In the domestic market, gold prices have been volatile in recent days, and they have also tended to increase along with global prices. Accordingly, gold prices in the domestic market ended the week fluctuating in the range of 76.25 – 78.7 million dong per tael (buying – selling), an increase of about 100,000 – 300,000 dong compared to 76.15 – 78.42 million dong per tael (buying – selling) a week ago.
Dollar index decreased by 0.1% this week, marking the first decline in nearly 2 months after Federal Reserve officials dashed investors’ hopes of an early rate cut. US treasury yields also fell this week, making gold – denominated in USD – cheaper for customers outside the US.
“We are currently in a difficult period in the precious metals market, but there are still many safe-haven bids, despite high interest rates at present,” said Bob Haberkorn, senior market strategist at RJO Futures.
Recent statements from Fed officials have put pressure on gold, but they have not prevented prices from falling as the USD weakens and tensions in the Middle East escalate.
Fed Governor Christopher Waller said on Thursday that there is “no rush” to cut interest rates. Earlier, minutes from the Fed’s January meeting showed that most US policymakers were concerned about the risks of cutting rates too soon. Indeed, recent data shows that US consumer prices and producer prices are higher than expected, further reinforcing the view that interest rates will continue to remain high for some time.
The latest weekly survey results from Kitco News show that retail investors on Wall Street still stick to their predictions of higher gold prices, but they believe that the market will be quieter as it enters the last week of February. Meanwhile, Wall Street analysts have abandoned their recent ambivalence and become more optimistic.
Adrian Day, Chairman of Adrian Day Asset Management, is among those predicting further gold price increases next week. He said, “After considering signs that the Fed will postpone interest rate cuts, the market is now ignoring those issues.” “Fundamental principles of the gold market are positive and supportive of prices.”
James Stanley, senior market strategist for Forex.com, said, “I still maintain a ‘bullish’ stance for next week.” “USD investors were pleased by last week’s CPI report, but the USD still declined. Core CPI has hovered around 4% for the past 5 months, but the Fed has played down the impact of this figure, which is very significant, suggesting that the Fed does not actually want to maintain a tight stance despite inflation data not meeting expectations. And the market’s reaction so far seems to agree with that.” “On the other hand, the European Central Bank has retained its view on interest rate cuts. That may put similar pressure on the USD next week, and I expect it to be a positive impact on gold.”

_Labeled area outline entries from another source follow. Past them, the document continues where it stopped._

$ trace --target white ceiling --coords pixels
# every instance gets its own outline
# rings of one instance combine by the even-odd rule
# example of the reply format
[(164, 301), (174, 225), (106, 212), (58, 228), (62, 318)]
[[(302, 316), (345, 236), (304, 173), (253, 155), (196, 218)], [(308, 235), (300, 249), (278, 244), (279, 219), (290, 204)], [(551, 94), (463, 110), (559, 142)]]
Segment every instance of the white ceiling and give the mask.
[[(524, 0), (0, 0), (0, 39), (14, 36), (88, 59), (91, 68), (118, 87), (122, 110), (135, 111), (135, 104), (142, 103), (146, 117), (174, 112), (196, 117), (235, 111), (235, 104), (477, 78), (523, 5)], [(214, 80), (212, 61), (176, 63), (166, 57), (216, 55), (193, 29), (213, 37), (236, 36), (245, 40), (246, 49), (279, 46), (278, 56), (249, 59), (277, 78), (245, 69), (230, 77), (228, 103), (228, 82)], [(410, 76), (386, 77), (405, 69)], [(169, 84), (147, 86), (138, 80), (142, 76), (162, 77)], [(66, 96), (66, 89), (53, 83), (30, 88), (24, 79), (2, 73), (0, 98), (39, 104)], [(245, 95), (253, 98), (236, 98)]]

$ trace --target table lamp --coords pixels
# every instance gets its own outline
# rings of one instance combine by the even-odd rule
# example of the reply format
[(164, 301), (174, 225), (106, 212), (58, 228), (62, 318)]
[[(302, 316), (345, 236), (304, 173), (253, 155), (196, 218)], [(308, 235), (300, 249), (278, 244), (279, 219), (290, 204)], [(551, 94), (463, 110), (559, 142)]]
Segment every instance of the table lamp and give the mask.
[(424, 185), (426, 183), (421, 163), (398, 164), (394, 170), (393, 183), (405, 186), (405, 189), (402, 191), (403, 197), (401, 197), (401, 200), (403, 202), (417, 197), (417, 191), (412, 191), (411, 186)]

However, Adam Button, head of currency strategy at Forexlive.com, has a different view of the possible reaction of the Fed to hot inflation data. He said, “If we get some more surprises in upbeat economic data, the Fed will start losing its dovish bias.” “In that case, gold could see a considerable decline.”
Bob Haberkorn, senior commodities broker at RJO Futures, said, “The biggest risk for gold right now is if we receive hot inflation data once again, because most of the gold price increases right now come from buying safe assets, seeking safe assets, but also with expectations that the Fed will soon cut rates.” “The latest monthly data has pushed those expectations further away, to June, but in reality it may be even further away, say September.”
Haberkorn said gold has formed a good price base, around $2,000 per ounce. “Gold has fallen below this threshold a few times, but because of the geopolitical risks that can occur, along with the US election this year and expectations of a Fed rate cut, gold has remained at that level.” According to him, a good support level is $2,000, and “Whenever the price drops below that level, it is quickly pushed back up due to buying activity.”
He said that next week, the main thing that gold traders need to watch is the bond yields and US stocks. He said, “The strength of the US stock market really limits what gold can do this week.” “It is an unfavorable environment for gold, when investors accept risk. I think PCE data and any speeches from the Fed next week on rate hikes or cuts will all impact gold at this time. I expect gold to remain within the current range after the next Fed announcements.”
Haberkorn believes that the upcoming Fed speakers will still be consistent in their messages. He said, “If any of them hint at something related to cutting rates sooner, that would be extremely beneficial for gold investors at this time.” “But what’s quite impressive is that gold has been able to maintain the $2,000 level when our interest rates are currently at high levels. This shows that global investors at this time are very concerned about risks.”
For next week, the information that gold investors need to follow is the US PCE price index, to be announced on Thursday (February 29) – the main inflation gauge used by the Fed; new home sales, announced on Monday (February 26); durable goods orders and US consumer confidence to be announced on Tuesday (February 27); the preliminary Q4 GDP report for the US, to be announced on Wednesday (February 28); pending home sales to be announced on Thursday (February 28); and the ISM manufacturing PMI index to be announced on Friday (February 29).